A neural chatbot using sequence to sequence model with attentional decoder. This is a fully functional chatbot.
原项目链接:https://github.com/chiphuyen/stanford-tensorflow-tutorials/tree/master/assignments/chatbot
一个使用序列的神经聊天者使用注意解码器对序列模型进行排序。 这是一个功能齐全的chatbot。

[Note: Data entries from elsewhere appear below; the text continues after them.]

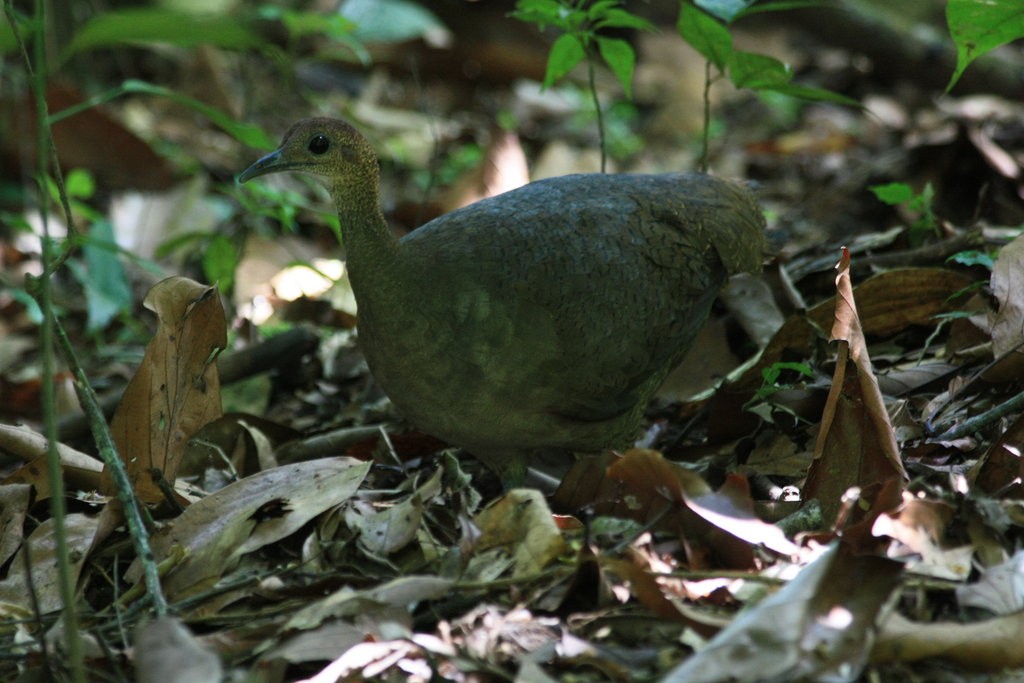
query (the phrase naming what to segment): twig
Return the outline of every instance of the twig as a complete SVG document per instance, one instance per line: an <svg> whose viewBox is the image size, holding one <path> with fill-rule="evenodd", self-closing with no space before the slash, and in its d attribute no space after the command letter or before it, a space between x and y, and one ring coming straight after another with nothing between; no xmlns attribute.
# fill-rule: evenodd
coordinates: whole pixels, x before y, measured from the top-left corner
<svg viewBox="0 0 1024 683"><path fill-rule="evenodd" d="M75 603L75 586L71 576L70 549L68 547L67 528L65 521L67 517L67 506L64 500L64 480L62 478L60 455L57 453L57 416L54 411L55 403L55 376L56 367L53 353L53 332L56 326L56 318L53 313L52 292L50 289L50 275L63 263L60 257L54 258L51 250L53 244L50 241L49 218L49 192L45 186L47 177L47 166L53 162L54 177L57 178L57 190L64 206L68 233L73 230L71 221L71 202L68 199L64 188L64 181L60 174L60 164L57 159L57 149L53 144L50 125L47 122L46 97L43 92L46 79L46 3L44 0L36 0L34 9L34 20L36 26L35 43L35 65L29 58L28 49L22 40L21 31L18 29L18 21L14 14L11 0L4 1L4 14L11 25L11 32L21 51L22 61L25 65L25 73L28 75L29 87L35 99L36 106L36 163L38 164L39 177L39 214L42 217L42 258L43 275L42 287L39 295L39 306L43 311L43 323L39 330L39 344L42 349L42 371L43 387L42 401L44 411L44 430L48 444L47 449L47 474L50 479L52 497L50 506L53 513L53 536L57 550L57 577L60 586L61 601L63 602L64 636L68 648L68 661L71 669L71 677L76 683L85 683L85 650L82 644L82 636L78 628L78 608ZM70 249L64 250L64 258L70 253ZM26 548L28 545L26 545ZM27 557L27 555L26 555ZM45 648L44 648L45 650ZM51 671L52 674L52 671Z"/></svg>
<svg viewBox="0 0 1024 683"><path fill-rule="evenodd" d="M974 434L982 427L989 425L996 420L1006 417L1010 413L1015 413L1018 410L1024 409L1024 391L1020 392L1010 400L1000 403L994 408L986 410L980 415L975 415L972 418L968 418L960 424L950 427L946 431L942 432L938 436L929 438L929 441L952 441L953 439L959 439L963 436Z"/></svg>
<svg viewBox="0 0 1024 683"><path fill-rule="evenodd" d="M103 458L103 463L110 470L110 476L114 480L117 497L124 506L124 517L128 524L128 533L132 538L132 545L135 546L135 553L139 558L139 562L142 563L146 591L153 603L153 610L157 616L166 616L167 600L164 598L163 589L160 587L160 575L157 570L156 560L153 558L153 551L149 546L149 532L142 521L142 514L139 512L138 501L135 498L135 493L132 491L128 472L125 470L124 463L117 453L117 446L114 444L114 439L110 435L110 429L107 428L107 421L103 417L103 411L96 400L96 392L93 391L92 385L89 384L89 380L85 376L85 371L82 370L82 366L78 363L75 350L71 346L71 340L68 339L64 328L56 320L54 323L57 341L60 343L65 359L68 362L68 367L75 377L75 393L78 394L78 400L81 401L82 408L89 417L92 435L96 440L96 447Z"/></svg>
<svg viewBox="0 0 1024 683"><path fill-rule="evenodd" d="M957 389L956 391L951 393L949 396L947 396L946 400L944 400L942 403L937 405L932 410L931 414L928 415L927 418L925 418L925 421L924 421L925 431L927 431L929 434L934 434L935 432L940 432L940 431L948 431L950 429L950 427L952 426L952 420L944 422L939 427L933 427L932 426L932 421L934 421L936 417L941 415L942 412L944 410L946 410L947 407L949 407L949 404L952 403L958 396L962 396L965 393L967 393L968 390L971 387L973 387L974 384L976 382L978 382L985 375L986 372L991 370L993 367L995 367L999 363L1003 362L1003 360L1006 359L1007 357L1009 357L1010 354L1017 353L1021 349L1022 346L1024 346L1024 339L1019 341L1013 347L1011 347L1011 348L1007 349L1006 351L1004 351L1003 353L999 354L999 356L997 358L993 358L991 361L986 363L985 366L983 368L981 368L980 370L978 370L977 372L975 372L971 376L971 378L969 380L967 380L967 382L963 386L961 386L959 389Z"/></svg>

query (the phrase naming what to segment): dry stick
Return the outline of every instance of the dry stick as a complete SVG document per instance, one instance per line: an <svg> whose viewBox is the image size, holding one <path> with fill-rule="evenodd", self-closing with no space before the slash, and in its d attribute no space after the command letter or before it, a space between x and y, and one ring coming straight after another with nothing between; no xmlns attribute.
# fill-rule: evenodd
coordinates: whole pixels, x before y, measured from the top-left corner
<svg viewBox="0 0 1024 683"><path fill-rule="evenodd" d="M1000 403L995 408L986 410L980 415L975 415L972 418L968 418L960 424L950 427L946 431L942 432L938 436L929 438L929 441L952 441L953 439L959 439L962 436L974 434L982 427L995 422L1003 417L1006 417L1010 413L1016 412L1024 408L1024 391L1020 392L1013 398L1009 399L1005 403Z"/></svg>
<svg viewBox="0 0 1024 683"><path fill-rule="evenodd" d="M949 404L952 403L954 400L956 400L956 398L958 396L962 396L965 393L967 393L967 391L971 387L973 387L976 382L981 380L982 376L984 376L984 374L986 372L991 370L993 367L995 367L999 363L1003 362L1003 360L1008 358L1010 356L1010 354L1017 353L1022 346L1024 346L1024 339L1022 339L1021 341L1019 341L1017 344L1015 344L1011 348L1007 349L1006 351L1003 351L1001 354L999 354L999 356L997 358L993 358L991 361L989 361L988 363L985 364L985 367L981 368L976 373L974 373L974 375L969 380L967 380L966 384L964 384L962 387L960 387L959 389L957 389L956 391L951 393L946 398L945 401L940 403L938 406L935 407L934 410L932 410L931 414L924 421L924 428L925 428L925 430L929 434L934 434L935 432L938 432L940 430L943 433L946 432L946 431L949 431L952 428L952 424L951 424L953 422L952 420L948 420L948 421L944 422L942 425L940 425L938 427L932 427L932 420L937 418L944 410L946 410L946 408L949 407Z"/></svg>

这是基于Google 翻译 Tensorflow 模型 https://github.com/tensorflow/models/blob/master/tutorials/rnn/translate/
Chip Huyen 等人的序列到序列模型(2014)
由Chip Huyen创建为作业3的起始代码,CS 20SI 课程:“用于深度学习研究的 TensorFlow ” cs20si.stanford.edu
详细的任务讲义和培训时间的信息可以在 http://web.stanford.edu/class/cs20si/assignments/a3.pdf 找到
A neural chatbot using sequence to sequence model with attentional decoder. This is a fully functional chatbot.
This is based on Google Translate Tensorflow model https://github.com/tensorflow/models/blob/master/tutorials/rnn/translate/
Sequence to sequence model by Cho et al.(2014)
Created by Chip Huyen as the starter code for assignment 3, class CS 20SI: "TensorFlow for Deep Learning Research" cs20si.stanford.edu
The detailed assignment handout and information on training time can be found at http://web.stanford.edu/class/cs20si/assignments/a3.pdf
Sample conversation
HUMAN ++++ hi
BOT ++++ hi . what ' s your name ?
HUMAN ++++ i'm chip
BOT ++++ please .
HUMAN ++++ please what?
BOT ++++ i don ' t know what to say .
HUMAN ++++ where are you from?
BOT ++++ california .
HUMAN ++++ do you like california?
BOT ++++ i ' m okay .
HUMAN ++++ i like california a lot
BOT ++++ of what ?
HUMAN ++++ i live here
BOT ++++ and what is it ?
HUMAN ++++ california
BOT ++++ i don ' t know what to say .
HUMAN ++++ i'm a student here
BOT ++++ and get it out of here .
HUMAN ++++ what do you like to do in your free time?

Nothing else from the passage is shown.